Player Name: John Henson
School: North Carolina
Height/Weight: 6’11” / 215 lbs.
NBA Position: Power Forward / Center
Projected Draft Range: Late Lottery Pick
Overview: John Henson is long, and John Henson is skinny. These are two things we’ve known since the top five recruit stepped on campus as a Tar Heel in 2009-10, but we’ve also gotten to see him grow significantly as a player for three years in a North Carolina uniform. Henson led the ACC in rebounds and blocks in each of the last two seasons, putting up total averages of 13.7 points, 9.9 rebounds, and 2.9 blocks in 2011-12 on 50% shooting from the field. He was named the ACC Defensive Player of the Year in back-to-back seasons, as well. He has insanely long arms, posting a wingspan of 7’5” and standing vertical reach of 9’4” – by far the best of any prospect. He’s eight inches from the rim when he extends his arms, which is why he can swat away anything near the basket. But he’s also quite mobile moving in and out of the paint, and he’s a really smart player. Henson shows refreshing personality in interviews and is a leader on the floor as the chatty anchor of the defense. Offensively, Henson remains a work in progress but has improved exponentially since his early days at Carolina. He can now keep defenses honest with a decent mid-range jumper, and he has go-to moves in the post that he’s comfortable with. He uses both hands very well on offense as well as defense, so he presents some different, crafty looks to opponents. Henson is painfully skinny but continues to put on more weight, really filling out better in the past few years. Despite his thin frame, he still challenges every shot at the rim and attacks defenders at the basket with vicious dunks. He knows what he can’t do, but he’s quite good at the things he can do on the floor.
Will Translate to the NBA: Henson is an elite shot-blocker, possessing the length, positioning, timing, and athleticism to swat or alter all kinds of shots. He shows terrific discipline as well, rarely biting on shot fakes; he averaged under two fouls per game last year. Rebounding is his other key strength, and his box-out fundamentals, athleticism, and anticipation on the boards will all translate well. His high basketball IQ and craftiness to score near the basket will help him at the next level, too. His decent shooting touch will keep defenses honest.

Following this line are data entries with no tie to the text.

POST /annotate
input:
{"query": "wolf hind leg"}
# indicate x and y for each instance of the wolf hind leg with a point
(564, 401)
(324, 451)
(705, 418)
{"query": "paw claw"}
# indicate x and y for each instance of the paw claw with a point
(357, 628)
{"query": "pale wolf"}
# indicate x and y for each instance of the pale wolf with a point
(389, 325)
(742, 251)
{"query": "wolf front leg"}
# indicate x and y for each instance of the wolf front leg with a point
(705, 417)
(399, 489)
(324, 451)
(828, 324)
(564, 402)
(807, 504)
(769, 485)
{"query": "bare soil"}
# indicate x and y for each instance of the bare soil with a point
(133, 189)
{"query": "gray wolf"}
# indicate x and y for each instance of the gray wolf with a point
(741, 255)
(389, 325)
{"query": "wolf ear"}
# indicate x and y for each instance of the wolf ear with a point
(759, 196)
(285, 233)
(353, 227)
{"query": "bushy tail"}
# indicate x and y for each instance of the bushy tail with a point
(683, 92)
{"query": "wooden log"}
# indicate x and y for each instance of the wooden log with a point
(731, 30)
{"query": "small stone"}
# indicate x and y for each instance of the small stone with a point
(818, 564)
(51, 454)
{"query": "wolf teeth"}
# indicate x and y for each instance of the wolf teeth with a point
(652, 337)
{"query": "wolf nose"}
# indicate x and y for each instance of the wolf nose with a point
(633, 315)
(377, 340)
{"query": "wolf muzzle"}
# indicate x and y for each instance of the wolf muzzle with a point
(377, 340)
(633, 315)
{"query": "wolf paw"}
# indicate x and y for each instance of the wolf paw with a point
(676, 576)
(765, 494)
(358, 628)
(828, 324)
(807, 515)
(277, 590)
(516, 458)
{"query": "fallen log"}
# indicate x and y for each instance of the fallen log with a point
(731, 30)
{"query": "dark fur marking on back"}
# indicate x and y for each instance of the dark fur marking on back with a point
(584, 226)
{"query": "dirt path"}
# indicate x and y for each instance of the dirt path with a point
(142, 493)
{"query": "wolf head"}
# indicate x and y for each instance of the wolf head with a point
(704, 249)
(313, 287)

Needs Work: He’s still quite skinny, especially for a 21-year-old, and needs to put on 10-15 pounds of muscle to survive long-term in the NBA. He was a terrible free throw shooter at 51.1%, worrisome that he will just get hacked anytime he’s close to scoring near the rim. Along those lines, he also struggles to finish through contact and rarely connects for three-point plays when his motions are altered. Working on his strength and his shooting stroke are key. He’s also a fairly limited passer and ball-handler that gets in trouble when he tries to do too much with the ball.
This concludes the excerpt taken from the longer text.